The rapid development and widespread adoption of Generative Artificial Intelligence-based (GAI) applications have greatly enriched our daily lives, benefiting people by enhancing creativity, personalizing experiences, improving accessibility, and fostering innovation and efficiency across various domains. However, along with the development of GAI applications, concerns have been raised about transparency in their privacy practices. Traditional privacy policies often fail to effectively communicate essential privacy information due to their complexity and length, and open-source community developers often neglect privacy practices even more. Only 12.2% of examined open-source GAI apps provide a privacy policy. To address this, we propose a regulation-driven GAI Privacy Label and introduce Repo2Label, a novel framework for automatically generating these labels based on code repositories. Our user study indicates a common endorsement of the proposed GAI privacy label format. Additionally, Repo2Label achieves a precision of 0.81, recall of 0.88, and F1-score of 0.84 based on the benchmark dataset, significantly outperforming the developer self-declared privacy notices. We also discuss the common regulatory (in)compliance of open-source GAI apps, comparison with other privacy notices, and broader impacts to different stakeholders. Our findings suggest that Repo2Label could serve as a significant tool for bolstering the privacy transparency of GAI apps and make them more practical and responsible.
Paper Structure (32 sections, 4 figures, 7 tables)

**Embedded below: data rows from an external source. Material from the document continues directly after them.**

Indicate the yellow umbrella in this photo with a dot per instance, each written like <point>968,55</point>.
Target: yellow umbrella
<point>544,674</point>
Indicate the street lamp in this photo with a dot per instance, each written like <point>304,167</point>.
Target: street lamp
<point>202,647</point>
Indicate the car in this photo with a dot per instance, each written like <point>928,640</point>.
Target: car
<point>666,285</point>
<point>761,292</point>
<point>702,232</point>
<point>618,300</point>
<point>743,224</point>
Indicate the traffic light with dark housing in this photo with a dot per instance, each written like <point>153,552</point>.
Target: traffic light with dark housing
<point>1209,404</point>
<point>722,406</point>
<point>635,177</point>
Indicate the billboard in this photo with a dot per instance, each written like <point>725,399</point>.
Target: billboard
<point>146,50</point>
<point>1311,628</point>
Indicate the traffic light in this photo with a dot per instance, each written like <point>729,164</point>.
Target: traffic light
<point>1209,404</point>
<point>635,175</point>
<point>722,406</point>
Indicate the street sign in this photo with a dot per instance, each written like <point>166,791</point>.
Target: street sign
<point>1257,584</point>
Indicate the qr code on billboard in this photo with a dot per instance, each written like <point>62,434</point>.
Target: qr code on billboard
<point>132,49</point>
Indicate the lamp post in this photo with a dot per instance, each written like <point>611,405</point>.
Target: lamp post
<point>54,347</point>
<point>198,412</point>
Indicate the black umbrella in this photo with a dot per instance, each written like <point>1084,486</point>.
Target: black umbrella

This paper contains 32 sections, 4 figures, 7 tables.

Figures (4)

  • Figure 1: An overview of Repo2Label and an example GAI privacy label for https://github.com/CompVis/stable-diffusion. Given a repository (A), Repo2Label extracts all code files (B) and semi-structured textual documents (e.g., C) from the repository. Answers and references are then generated for each label filed in our proposed regulation-driven GAI privacy nutrition labels (D).
  • Figure 2: (a) The position of privacy policies of mobile apps in the Google Play app store. (b) The position of the privacy policy of AutoGPT, one of the GAI apps.
  • Figure 3: The overview of Repo2Label framework.
  • Figure 4: Frequency of the GAI Privacy Label fields marked as "Yes" in the manually annotated dataset.